The RFS added that they lost contact with the aircraft, which took off from Richmond RAAF base at 1pm, and disappeared from the flight radar just after 2pm, and the flight tracker stopped.

Image: Fire crews working to contain a fire near Canberra
The scene has been cordoned off by police, the RFS added.
A witness, hotel receptionist Belinda Greene, from Bredbo, 56 miles (91km) south of Canberra, said she heard police cars racing by in the early afternoon and “saw a lot of smoke all of a sudden”.
The city’s airport closed because of nearby bushfires earlier on Thursday, with residents south of the city told to take shelter.
The fires in Canberra started on Wednesday but strong winds and high temperatures caused conditions in the city to deteriorate.
A second fire near the airport that started on Thursday morning is at the “watch and act” level.
The airport authority said in a tweet: “Arrivals and departures are affected due to aviation firefighting operations.”

Image: Burning embers are seen on the ground during the bushfires in New South Wales
Another tweet from traffic police said “the fire is moving fast and there are multiple road closures in the area. Please avoid the area.
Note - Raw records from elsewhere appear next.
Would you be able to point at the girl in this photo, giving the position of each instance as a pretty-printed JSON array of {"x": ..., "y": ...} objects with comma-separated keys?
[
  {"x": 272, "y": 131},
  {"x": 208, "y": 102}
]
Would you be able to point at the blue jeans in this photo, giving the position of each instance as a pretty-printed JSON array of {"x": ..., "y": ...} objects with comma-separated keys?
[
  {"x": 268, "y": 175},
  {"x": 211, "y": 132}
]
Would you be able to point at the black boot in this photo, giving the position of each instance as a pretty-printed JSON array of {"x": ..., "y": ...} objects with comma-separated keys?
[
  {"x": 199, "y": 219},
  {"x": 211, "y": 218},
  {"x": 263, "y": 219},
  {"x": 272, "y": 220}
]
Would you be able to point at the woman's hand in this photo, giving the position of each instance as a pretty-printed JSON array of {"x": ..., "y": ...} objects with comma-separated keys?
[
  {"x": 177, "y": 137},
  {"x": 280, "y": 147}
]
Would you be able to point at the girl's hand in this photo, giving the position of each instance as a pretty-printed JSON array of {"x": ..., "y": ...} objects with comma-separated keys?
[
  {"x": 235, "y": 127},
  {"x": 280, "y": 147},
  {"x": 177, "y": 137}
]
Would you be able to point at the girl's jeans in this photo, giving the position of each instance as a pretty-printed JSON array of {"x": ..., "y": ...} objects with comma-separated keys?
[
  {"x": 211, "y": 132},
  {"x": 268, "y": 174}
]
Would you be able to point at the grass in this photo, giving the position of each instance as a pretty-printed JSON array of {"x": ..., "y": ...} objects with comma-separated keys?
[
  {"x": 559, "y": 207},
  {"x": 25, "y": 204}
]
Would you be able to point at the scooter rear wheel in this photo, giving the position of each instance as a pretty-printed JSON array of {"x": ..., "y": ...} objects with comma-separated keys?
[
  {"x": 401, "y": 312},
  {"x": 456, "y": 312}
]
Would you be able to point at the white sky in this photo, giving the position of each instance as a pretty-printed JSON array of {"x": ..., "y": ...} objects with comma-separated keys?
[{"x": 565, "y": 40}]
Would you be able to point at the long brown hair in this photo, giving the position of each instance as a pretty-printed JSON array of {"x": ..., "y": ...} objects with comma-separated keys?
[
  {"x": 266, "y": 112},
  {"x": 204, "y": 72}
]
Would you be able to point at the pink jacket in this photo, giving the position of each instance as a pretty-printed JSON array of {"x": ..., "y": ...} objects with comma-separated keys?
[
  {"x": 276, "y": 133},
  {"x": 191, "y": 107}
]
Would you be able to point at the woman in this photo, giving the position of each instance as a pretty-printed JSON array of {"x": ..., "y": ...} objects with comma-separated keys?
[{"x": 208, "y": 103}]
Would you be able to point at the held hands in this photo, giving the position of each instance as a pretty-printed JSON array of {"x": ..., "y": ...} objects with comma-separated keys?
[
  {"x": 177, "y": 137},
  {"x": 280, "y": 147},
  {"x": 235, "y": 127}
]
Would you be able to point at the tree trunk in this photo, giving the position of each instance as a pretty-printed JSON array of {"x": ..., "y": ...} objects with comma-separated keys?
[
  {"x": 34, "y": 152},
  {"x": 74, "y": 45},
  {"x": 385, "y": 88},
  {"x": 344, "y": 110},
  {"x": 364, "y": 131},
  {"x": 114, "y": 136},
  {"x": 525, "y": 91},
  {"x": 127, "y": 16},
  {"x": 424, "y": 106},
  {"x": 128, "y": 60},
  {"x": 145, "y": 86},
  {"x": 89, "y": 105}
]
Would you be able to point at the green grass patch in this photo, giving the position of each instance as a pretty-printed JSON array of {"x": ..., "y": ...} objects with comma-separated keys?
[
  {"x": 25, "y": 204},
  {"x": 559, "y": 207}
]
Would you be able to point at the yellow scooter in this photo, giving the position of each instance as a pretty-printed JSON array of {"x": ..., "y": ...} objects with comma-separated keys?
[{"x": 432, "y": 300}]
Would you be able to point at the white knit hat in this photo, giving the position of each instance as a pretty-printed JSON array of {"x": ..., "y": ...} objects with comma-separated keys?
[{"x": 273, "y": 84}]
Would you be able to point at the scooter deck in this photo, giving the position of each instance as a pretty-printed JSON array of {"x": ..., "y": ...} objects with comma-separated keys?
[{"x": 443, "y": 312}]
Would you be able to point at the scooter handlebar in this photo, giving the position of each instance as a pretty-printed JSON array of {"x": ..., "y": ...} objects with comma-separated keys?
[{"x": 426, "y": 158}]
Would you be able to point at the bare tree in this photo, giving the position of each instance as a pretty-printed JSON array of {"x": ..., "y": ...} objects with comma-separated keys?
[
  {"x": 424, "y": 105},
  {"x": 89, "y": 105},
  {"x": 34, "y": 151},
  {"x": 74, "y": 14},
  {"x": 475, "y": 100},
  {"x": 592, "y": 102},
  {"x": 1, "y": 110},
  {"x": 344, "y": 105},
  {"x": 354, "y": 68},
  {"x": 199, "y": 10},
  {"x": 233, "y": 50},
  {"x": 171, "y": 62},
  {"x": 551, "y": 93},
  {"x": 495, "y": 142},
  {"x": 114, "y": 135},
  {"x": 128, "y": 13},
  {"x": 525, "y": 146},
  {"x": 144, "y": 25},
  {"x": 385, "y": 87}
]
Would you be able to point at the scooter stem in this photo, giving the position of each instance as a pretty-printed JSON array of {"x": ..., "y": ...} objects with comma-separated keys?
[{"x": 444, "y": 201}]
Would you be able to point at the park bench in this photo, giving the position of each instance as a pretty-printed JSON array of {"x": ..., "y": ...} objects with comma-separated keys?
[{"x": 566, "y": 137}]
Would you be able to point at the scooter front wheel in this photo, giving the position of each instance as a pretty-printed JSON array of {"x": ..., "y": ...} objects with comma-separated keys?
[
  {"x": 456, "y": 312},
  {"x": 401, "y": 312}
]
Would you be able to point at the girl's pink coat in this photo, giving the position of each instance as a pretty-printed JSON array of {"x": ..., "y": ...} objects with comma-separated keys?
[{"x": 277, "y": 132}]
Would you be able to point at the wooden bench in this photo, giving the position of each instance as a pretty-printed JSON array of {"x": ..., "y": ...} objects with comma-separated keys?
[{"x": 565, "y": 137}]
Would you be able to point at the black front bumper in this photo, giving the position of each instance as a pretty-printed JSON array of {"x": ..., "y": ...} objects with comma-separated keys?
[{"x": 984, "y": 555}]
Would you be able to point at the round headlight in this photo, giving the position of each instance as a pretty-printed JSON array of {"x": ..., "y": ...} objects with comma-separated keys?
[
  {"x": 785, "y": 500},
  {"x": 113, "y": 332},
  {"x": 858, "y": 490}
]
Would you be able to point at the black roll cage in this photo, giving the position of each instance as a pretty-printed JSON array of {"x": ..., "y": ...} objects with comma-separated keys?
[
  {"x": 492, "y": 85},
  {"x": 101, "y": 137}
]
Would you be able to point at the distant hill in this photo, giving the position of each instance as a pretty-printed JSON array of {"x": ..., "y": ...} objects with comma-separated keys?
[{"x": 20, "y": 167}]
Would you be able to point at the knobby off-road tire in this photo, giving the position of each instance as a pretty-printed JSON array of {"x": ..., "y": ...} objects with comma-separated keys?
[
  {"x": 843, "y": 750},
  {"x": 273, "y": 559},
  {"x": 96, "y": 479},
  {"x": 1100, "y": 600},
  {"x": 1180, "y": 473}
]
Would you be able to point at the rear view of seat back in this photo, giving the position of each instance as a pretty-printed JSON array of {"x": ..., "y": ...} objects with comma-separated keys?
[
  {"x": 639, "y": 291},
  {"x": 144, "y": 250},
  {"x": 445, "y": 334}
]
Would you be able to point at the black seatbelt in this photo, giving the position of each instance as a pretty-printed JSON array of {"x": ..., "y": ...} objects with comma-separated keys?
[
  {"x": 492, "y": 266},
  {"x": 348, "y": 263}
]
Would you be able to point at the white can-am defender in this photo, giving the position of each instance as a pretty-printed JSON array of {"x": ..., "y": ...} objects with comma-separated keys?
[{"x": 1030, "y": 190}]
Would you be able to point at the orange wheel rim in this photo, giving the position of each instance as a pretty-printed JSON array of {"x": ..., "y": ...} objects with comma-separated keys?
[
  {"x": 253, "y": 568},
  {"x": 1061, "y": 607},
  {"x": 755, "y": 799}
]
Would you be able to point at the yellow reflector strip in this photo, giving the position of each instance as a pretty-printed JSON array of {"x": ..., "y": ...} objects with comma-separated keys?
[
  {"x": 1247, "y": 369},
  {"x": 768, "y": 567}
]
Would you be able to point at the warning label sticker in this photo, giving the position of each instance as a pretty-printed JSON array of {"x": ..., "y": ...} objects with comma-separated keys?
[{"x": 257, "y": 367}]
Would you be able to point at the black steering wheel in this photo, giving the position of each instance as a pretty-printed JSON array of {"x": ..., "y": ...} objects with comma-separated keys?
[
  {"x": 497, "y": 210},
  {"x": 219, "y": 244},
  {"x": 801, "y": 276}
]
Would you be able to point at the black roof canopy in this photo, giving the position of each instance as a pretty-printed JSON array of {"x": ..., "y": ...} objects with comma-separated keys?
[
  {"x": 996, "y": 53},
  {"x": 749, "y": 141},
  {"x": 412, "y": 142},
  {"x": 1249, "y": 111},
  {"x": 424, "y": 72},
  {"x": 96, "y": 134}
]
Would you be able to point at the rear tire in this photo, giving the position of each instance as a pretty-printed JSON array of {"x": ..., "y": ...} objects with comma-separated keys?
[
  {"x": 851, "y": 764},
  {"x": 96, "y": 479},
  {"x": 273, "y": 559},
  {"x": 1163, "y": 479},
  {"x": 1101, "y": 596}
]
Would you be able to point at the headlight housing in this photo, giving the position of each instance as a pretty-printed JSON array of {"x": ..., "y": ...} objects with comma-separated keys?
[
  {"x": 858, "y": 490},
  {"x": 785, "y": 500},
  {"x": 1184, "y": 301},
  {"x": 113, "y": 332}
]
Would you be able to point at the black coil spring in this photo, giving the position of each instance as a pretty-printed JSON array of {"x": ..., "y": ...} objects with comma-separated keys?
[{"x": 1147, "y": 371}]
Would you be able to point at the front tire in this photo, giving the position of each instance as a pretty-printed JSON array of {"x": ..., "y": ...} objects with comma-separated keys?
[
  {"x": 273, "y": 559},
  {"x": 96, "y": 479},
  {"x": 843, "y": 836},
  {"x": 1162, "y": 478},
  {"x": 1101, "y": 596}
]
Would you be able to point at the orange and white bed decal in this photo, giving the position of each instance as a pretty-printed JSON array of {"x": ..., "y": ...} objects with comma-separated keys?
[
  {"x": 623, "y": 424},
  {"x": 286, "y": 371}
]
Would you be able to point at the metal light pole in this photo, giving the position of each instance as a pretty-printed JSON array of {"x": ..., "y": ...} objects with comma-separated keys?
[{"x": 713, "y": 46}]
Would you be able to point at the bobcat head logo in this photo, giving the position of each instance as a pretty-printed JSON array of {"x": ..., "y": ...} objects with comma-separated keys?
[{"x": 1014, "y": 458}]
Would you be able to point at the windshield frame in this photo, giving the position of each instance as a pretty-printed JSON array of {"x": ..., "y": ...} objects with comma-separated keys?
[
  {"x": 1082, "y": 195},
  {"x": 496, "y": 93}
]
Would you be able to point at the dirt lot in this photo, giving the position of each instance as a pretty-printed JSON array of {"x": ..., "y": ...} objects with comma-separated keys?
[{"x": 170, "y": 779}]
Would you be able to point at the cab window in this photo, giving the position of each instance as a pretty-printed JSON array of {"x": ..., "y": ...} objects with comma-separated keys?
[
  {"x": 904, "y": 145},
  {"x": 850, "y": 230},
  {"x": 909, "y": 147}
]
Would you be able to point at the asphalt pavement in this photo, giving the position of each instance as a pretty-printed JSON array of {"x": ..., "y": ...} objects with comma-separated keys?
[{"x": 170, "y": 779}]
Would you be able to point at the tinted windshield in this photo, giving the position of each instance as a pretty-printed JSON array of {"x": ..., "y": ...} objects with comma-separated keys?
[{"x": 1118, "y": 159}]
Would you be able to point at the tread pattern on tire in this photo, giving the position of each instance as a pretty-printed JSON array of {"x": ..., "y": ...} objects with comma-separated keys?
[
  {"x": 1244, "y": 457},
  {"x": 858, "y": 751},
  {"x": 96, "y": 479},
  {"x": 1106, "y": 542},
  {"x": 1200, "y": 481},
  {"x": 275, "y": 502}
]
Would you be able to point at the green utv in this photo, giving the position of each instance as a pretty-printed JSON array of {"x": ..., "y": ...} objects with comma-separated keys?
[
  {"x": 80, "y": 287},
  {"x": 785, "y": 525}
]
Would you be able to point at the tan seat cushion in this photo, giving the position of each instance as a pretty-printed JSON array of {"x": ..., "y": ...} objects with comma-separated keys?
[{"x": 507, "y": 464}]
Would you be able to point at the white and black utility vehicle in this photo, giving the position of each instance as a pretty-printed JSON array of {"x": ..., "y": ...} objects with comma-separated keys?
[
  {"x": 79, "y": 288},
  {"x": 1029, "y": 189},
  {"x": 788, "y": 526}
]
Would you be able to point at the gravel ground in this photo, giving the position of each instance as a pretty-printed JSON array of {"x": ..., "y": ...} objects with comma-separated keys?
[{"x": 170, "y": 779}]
Local road blocks in place”.
Defence Minister Angus Campbell told reporters: “The defence force is both assisting to a degree and looking to whether that needs to be reinforced.”
He added: “I have people who are both involved as persons who need to be moved from areas and office buildings that are potentially in danger, and also those persons who are part of the (Operation) Bushfire Assist effort.”
The number of dead has risen to 32 since the fires, which have ravaged an area equivalent to one third of Germany, began.
At least 2,500 homes have been destroyed and an estimated one billion animals have also perished.